STAGE I: Matching rules (Alien)
A quasicrystal is formed like any other crystal, as a formation of atoms in a crystallization process. Since quasi-periodic tilings are highly ordered but don’t represent crystallographic symmetries, so that no periodic structure arises, the question is how the atoms know to organize and find their appropriate positions. The forces of directly adjacent atoms result in local growth rules, but they don’t inform the atoms to follow an overall quasicrystal pattern. To better understand the process and to maintain the global aperiodicness in the pattern, specific decorations are developed for numerable crystal units (embodying clusters of atoms) in order to describe local matching rules. They are called matching rules because the individual units are combined in such a way that their adjacent decoration match with each other. The matching rules direct the units to aggregate in a specific non-periodic order. They are still the conventional analog of the forces acting on atoms and molecules controlling the self-assembly in real crystals.

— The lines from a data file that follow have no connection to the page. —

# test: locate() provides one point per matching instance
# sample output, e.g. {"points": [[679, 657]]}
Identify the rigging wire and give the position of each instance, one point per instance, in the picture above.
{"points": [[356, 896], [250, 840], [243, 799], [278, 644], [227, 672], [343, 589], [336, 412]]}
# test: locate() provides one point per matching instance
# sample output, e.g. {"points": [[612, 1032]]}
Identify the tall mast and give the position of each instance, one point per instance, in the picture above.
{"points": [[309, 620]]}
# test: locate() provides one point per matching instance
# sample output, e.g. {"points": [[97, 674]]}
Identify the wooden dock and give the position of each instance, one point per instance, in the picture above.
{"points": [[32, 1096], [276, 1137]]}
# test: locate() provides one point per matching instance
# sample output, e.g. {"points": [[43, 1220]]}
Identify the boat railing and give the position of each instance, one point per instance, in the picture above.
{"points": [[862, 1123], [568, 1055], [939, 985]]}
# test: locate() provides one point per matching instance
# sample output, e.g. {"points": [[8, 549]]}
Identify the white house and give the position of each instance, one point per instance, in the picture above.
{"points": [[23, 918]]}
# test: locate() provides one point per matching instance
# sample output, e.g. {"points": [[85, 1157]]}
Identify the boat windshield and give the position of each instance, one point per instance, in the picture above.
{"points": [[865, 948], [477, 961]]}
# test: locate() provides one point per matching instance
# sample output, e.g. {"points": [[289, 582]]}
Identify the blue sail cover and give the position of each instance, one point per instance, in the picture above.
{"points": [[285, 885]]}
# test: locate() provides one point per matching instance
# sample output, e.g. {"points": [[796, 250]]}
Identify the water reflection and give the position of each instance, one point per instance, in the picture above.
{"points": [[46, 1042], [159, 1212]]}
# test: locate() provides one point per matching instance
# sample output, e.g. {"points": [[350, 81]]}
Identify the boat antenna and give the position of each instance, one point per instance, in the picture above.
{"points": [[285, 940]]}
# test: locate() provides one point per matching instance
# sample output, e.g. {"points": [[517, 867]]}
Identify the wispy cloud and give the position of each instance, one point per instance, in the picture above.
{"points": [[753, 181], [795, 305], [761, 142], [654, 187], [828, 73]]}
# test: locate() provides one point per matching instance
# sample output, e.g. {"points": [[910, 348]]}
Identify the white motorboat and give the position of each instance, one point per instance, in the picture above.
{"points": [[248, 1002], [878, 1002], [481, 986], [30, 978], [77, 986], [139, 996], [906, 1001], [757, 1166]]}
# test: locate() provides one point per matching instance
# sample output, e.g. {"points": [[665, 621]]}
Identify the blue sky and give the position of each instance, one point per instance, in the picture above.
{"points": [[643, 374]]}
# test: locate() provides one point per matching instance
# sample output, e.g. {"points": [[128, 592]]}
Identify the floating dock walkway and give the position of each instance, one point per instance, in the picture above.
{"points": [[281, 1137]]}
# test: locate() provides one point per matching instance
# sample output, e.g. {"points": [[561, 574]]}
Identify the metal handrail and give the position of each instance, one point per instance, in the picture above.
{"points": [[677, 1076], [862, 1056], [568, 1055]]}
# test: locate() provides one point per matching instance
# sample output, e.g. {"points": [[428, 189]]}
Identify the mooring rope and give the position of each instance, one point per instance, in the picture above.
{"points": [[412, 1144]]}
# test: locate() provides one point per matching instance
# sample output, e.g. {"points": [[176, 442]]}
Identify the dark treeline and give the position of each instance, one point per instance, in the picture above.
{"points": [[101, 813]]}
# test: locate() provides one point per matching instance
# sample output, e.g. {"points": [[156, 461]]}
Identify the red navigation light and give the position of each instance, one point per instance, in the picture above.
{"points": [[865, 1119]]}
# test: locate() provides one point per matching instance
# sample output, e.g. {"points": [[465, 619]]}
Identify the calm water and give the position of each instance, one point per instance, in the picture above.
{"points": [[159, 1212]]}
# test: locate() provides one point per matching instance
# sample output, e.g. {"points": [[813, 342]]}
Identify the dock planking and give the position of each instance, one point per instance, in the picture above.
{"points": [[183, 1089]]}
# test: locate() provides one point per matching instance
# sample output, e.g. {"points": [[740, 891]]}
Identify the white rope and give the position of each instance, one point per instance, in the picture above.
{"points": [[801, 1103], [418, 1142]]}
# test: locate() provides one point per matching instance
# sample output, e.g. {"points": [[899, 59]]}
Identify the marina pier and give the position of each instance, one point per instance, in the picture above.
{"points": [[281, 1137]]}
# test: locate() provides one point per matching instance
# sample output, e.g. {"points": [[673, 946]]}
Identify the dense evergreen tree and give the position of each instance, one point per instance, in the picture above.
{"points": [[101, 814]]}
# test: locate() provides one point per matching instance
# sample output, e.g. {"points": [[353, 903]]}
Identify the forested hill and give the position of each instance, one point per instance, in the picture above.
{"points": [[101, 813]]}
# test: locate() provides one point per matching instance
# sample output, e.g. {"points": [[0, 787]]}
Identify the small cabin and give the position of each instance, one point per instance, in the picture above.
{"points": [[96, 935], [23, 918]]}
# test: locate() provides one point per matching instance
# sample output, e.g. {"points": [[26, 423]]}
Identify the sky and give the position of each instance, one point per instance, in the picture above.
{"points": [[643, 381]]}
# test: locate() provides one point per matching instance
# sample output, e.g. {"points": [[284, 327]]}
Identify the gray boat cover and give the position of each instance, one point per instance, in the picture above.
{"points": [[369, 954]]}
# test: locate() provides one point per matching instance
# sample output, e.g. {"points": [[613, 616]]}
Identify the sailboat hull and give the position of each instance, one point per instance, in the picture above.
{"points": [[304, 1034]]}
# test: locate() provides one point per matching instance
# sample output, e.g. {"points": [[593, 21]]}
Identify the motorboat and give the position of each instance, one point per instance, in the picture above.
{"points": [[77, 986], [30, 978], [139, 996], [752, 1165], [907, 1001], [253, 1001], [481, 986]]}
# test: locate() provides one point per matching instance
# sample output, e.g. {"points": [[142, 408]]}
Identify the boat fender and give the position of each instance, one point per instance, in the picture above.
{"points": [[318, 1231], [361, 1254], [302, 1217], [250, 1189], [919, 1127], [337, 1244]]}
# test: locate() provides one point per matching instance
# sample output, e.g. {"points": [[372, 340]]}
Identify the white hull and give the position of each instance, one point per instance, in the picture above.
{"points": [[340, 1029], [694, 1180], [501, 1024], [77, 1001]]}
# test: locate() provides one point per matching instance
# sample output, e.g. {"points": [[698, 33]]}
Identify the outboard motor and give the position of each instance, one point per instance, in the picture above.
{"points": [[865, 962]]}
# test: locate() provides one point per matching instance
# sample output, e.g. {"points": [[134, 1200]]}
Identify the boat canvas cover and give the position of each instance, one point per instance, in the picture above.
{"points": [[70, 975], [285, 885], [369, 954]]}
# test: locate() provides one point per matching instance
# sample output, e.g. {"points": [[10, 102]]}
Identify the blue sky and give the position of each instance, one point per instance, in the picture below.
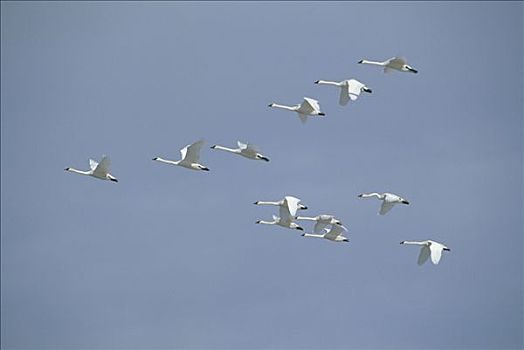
{"points": [[171, 258]]}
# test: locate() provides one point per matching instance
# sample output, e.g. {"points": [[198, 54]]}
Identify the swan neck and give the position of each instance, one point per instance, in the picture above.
{"points": [[227, 149], [375, 63], [81, 172], [289, 108], [327, 82]]}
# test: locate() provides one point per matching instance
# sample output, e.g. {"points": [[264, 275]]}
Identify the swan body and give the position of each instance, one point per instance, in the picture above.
{"points": [[334, 234], [429, 248], [98, 170], [322, 221], [190, 157], [309, 107], [349, 89], [244, 149], [291, 203], [284, 220], [396, 63], [388, 200]]}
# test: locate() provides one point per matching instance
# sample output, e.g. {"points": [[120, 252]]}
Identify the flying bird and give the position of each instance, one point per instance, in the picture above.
{"points": [[388, 200], [291, 203], [309, 107], [428, 248], [349, 89], [98, 170], [190, 157], [244, 149], [334, 234], [396, 63]]}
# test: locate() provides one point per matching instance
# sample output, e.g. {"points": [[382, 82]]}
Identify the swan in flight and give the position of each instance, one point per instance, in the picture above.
{"points": [[349, 89], [285, 220], [309, 107], [244, 149], [98, 170], [291, 203], [322, 221], [334, 234], [388, 200], [190, 156], [428, 248], [396, 63]]}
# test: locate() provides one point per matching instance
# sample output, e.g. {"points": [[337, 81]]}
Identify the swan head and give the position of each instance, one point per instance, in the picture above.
{"points": [[410, 69], [261, 157]]}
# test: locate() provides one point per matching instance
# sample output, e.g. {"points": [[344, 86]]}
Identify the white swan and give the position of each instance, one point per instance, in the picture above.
{"points": [[334, 234], [322, 221], [349, 89], [244, 149], [190, 156], [428, 248], [291, 203], [285, 220], [396, 63], [98, 170], [309, 107], [388, 200]]}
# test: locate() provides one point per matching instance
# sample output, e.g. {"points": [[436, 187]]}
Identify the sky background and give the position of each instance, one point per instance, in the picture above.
{"points": [[172, 258]]}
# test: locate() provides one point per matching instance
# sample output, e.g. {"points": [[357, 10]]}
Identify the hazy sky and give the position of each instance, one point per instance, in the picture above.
{"points": [[172, 258]]}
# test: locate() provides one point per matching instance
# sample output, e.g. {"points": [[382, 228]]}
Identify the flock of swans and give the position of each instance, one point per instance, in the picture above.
{"points": [[326, 226]]}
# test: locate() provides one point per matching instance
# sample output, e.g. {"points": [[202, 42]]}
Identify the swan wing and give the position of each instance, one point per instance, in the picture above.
{"points": [[423, 256], [93, 164], [309, 106], [191, 153], [285, 216], [292, 204], [103, 167], [354, 88], [320, 226], [436, 253], [344, 96], [385, 207]]}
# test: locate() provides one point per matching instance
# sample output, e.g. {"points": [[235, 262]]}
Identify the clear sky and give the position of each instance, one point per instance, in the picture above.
{"points": [[172, 258]]}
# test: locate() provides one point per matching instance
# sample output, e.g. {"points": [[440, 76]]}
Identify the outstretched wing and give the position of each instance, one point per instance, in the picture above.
{"points": [[385, 207], [191, 153], [423, 256], [93, 164], [320, 226], [436, 253], [335, 231], [242, 145], [344, 95], [103, 167], [292, 204], [354, 88]]}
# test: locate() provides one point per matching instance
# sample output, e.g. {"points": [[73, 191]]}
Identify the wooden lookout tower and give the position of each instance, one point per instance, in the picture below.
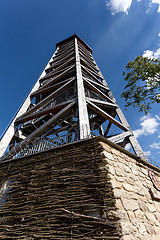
{"points": [[64, 170], [69, 102]]}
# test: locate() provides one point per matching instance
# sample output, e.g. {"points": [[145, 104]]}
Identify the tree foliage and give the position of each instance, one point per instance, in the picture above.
{"points": [[143, 83]]}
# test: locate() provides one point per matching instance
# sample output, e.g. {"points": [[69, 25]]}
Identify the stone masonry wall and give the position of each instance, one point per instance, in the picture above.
{"points": [[139, 213]]}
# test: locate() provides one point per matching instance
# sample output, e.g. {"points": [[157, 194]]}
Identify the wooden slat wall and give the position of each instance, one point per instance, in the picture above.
{"points": [[59, 194]]}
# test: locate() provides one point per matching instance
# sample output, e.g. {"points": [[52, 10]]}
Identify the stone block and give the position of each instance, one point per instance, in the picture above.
{"points": [[128, 187], [150, 229], [131, 205]]}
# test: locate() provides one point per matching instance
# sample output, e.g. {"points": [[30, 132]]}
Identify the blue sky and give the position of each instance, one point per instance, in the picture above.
{"points": [[116, 30]]}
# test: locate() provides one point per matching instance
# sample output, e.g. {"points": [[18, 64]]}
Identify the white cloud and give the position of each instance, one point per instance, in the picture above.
{"points": [[151, 54], [155, 145], [128, 147], [148, 126], [117, 6], [155, 2], [148, 153]]}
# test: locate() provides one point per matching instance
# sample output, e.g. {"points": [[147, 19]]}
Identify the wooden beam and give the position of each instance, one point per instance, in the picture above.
{"points": [[43, 112], [103, 103], [119, 137], [9, 133], [98, 91], [39, 131], [44, 101], [97, 83], [48, 89], [55, 79], [106, 116], [84, 127]]}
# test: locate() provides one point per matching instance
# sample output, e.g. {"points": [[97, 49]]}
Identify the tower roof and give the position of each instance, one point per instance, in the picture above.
{"points": [[72, 38]]}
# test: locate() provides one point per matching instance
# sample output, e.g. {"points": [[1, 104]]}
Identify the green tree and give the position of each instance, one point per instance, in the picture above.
{"points": [[143, 83]]}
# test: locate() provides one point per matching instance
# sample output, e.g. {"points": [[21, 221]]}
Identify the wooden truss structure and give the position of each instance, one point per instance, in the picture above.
{"points": [[72, 99]]}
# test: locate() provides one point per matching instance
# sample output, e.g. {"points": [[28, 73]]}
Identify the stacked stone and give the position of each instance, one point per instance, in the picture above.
{"points": [[139, 213]]}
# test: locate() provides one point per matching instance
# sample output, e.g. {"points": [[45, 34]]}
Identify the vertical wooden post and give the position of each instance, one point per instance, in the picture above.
{"points": [[84, 127]]}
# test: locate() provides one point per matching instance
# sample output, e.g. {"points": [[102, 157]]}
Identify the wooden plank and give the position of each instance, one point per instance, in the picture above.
{"points": [[62, 65], [106, 116], [103, 103], [43, 112], [55, 79], [119, 137], [44, 101], [97, 83], [57, 63], [84, 127], [40, 130], [98, 91], [54, 73], [9, 132], [44, 90]]}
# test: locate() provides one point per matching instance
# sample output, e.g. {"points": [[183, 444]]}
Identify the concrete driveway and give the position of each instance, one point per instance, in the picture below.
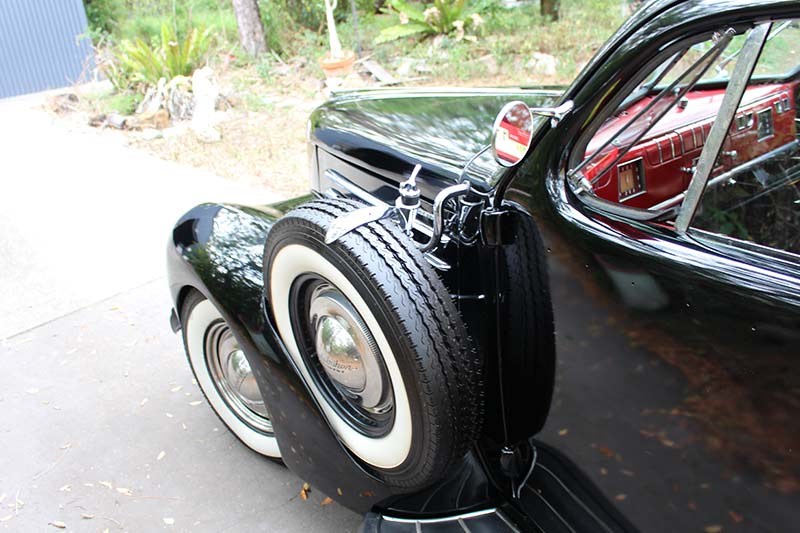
{"points": [[101, 425]]}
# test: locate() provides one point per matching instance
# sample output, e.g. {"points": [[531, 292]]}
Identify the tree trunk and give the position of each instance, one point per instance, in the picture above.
{"points": [[251, 30], [550, 9]]}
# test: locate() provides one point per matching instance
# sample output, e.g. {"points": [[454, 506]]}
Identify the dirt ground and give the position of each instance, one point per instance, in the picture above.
{"points": [[263, 125]]}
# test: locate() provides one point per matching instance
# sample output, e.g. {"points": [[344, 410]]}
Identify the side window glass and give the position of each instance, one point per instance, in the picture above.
{"points": [[753, 194], [643, 155]]}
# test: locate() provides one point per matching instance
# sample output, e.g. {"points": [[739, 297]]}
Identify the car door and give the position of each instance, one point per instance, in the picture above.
{"points": [[674, 274]]}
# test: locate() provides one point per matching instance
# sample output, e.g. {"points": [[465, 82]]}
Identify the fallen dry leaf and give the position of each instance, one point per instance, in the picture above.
{"points": [[606, 451]]}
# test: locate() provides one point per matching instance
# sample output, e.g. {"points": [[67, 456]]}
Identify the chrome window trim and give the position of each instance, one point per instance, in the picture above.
{"points": [[764, 253]]}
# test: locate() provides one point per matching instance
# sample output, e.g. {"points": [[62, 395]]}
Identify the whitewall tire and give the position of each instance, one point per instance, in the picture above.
{"points": [[224, 376], [378, 342]]}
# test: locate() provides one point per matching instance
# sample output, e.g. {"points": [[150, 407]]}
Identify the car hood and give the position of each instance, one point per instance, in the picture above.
{"points": [[387, 131]]}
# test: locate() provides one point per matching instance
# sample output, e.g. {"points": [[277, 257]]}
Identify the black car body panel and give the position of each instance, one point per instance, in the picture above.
{"points": [[677, 389], [387, 131]]}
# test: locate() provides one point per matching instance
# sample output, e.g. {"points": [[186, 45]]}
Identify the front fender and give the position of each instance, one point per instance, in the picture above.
{"points": [[218, 249]]}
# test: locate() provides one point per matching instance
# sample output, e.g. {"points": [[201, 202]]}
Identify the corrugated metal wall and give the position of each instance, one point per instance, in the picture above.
{"points": [[43, 45]]}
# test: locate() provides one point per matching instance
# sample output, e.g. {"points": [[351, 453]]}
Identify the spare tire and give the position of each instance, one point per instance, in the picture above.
{"points": [[378, 342]]}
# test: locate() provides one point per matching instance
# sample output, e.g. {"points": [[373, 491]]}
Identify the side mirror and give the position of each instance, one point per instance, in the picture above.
{"points": [[511, 134], [513, 129]]}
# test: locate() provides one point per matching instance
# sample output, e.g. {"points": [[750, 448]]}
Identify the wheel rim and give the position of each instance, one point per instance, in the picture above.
{"points": [[342, 356], [233, 377]]}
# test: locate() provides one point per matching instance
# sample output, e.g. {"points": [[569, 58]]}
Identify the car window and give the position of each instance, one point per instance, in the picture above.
{"points": [[753, 194], [643, 154]]}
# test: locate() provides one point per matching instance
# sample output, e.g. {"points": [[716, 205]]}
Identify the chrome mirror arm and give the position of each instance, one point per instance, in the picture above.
{"points": [[555, 114]]}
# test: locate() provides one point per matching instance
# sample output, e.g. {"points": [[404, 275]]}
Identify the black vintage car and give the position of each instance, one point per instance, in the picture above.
{"points": [[579, 314]]}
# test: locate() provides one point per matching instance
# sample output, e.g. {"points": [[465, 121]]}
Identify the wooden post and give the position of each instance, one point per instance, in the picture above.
{"points": [[251, 30]]}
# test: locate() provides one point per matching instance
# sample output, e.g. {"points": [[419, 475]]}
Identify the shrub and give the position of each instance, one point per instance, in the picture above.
{"points": [[443, 17], [103, 16], [139, 63]]}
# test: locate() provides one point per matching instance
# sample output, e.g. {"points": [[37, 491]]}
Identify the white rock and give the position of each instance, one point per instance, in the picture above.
{"points": [[205, 97], [542, 64]]}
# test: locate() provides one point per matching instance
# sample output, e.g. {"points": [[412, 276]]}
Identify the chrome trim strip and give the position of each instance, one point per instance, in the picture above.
{"points": [[552, 509], [419, 225], [507, 521], [361, 194], [719, 129], [744, 167], [454, 518], [353, 189]]}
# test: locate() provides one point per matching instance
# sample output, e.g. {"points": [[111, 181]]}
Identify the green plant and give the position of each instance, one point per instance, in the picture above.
{"points": [[443, 17], [103, 16], [137, 62]]}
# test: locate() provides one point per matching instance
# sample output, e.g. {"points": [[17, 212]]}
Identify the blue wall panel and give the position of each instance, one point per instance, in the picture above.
{"points": [[43, 45]]}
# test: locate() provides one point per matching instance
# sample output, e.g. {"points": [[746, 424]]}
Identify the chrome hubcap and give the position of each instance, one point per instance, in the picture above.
{"points": [[234, 378], [349, 360]]}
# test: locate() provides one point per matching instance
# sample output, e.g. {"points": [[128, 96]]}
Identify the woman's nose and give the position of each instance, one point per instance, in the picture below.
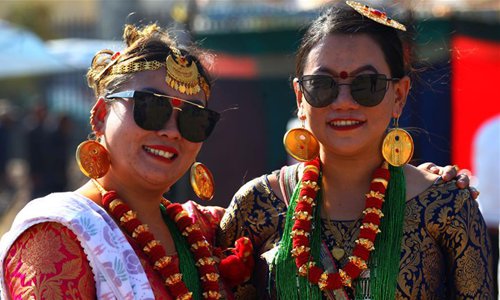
{"points": [[344, 98], [170, 128]]}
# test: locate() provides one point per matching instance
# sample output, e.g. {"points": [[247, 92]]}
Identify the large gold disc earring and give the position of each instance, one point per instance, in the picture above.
{"points": [[93, 159], [301, 144], [397, 147], [202, 181]]}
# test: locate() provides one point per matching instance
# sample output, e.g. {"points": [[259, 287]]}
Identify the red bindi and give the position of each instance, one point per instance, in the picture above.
{"points": [[176, 102]]}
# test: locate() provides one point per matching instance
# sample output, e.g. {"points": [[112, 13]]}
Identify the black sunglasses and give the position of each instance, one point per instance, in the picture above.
{"points": [[366, 89], [152, 111]]}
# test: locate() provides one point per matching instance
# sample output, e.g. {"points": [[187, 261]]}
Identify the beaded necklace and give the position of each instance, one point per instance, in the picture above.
{"points": [[364, 244], [300, 245], [162, 263]]}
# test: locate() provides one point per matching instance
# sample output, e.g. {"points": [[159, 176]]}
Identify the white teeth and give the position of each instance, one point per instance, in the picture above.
{"points": [[161, 153], [344, 123]]}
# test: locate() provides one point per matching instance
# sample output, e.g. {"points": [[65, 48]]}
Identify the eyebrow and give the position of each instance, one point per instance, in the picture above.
{"points": [[356, 71]]}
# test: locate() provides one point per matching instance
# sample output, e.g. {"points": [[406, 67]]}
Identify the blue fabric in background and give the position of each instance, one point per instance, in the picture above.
{"points": [[427, 115]]}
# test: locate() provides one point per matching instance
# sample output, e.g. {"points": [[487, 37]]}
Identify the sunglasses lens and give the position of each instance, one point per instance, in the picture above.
{"points": [[319, 90], [151, 112], [369, 89], [196, 124]]}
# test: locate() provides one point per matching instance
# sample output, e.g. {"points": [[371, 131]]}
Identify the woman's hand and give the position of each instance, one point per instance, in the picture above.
{"points": [[451, 172]]}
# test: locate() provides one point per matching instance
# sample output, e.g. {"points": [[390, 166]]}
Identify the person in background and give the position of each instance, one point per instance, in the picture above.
{"points": [[355, 220]]}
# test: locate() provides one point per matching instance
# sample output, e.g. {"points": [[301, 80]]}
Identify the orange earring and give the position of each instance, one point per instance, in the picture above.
{"points": [[92, 158], [300, 143], [397, 147]]}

The matching rules are not perfect local growth rules. Unforced and wrong choices can cause building defects that affect the formation much later and even on an entirely different part of the aggregation. It may also be that the growth in compliance with the rules can’t be continued and the incorrect growth creates dead ends.
To avoid these dead ends, local growing can start on a special kernel. A defect in the decoration of the decapod violates the rules but specifies a pattern in which there are no dead ends to start. In general, solutions like these are not appropriate, since they don’t solve the original problem of creating a perfect formation through local growth beginning from an error-free configuration.
Matching rules as local growth rules can be assumed as the self-assembly process of natural periodic crystals, but if this is also the case for the growth of real quasicrystals is still unknown. The previously known so far are not foolproof and involve local adaptation. On the other hand, if there are absolute matching rules, the quasi-periodic tiling is determined, and their local isomorphism (LI) class is stable, which is contrary to the nature of quasicrystals.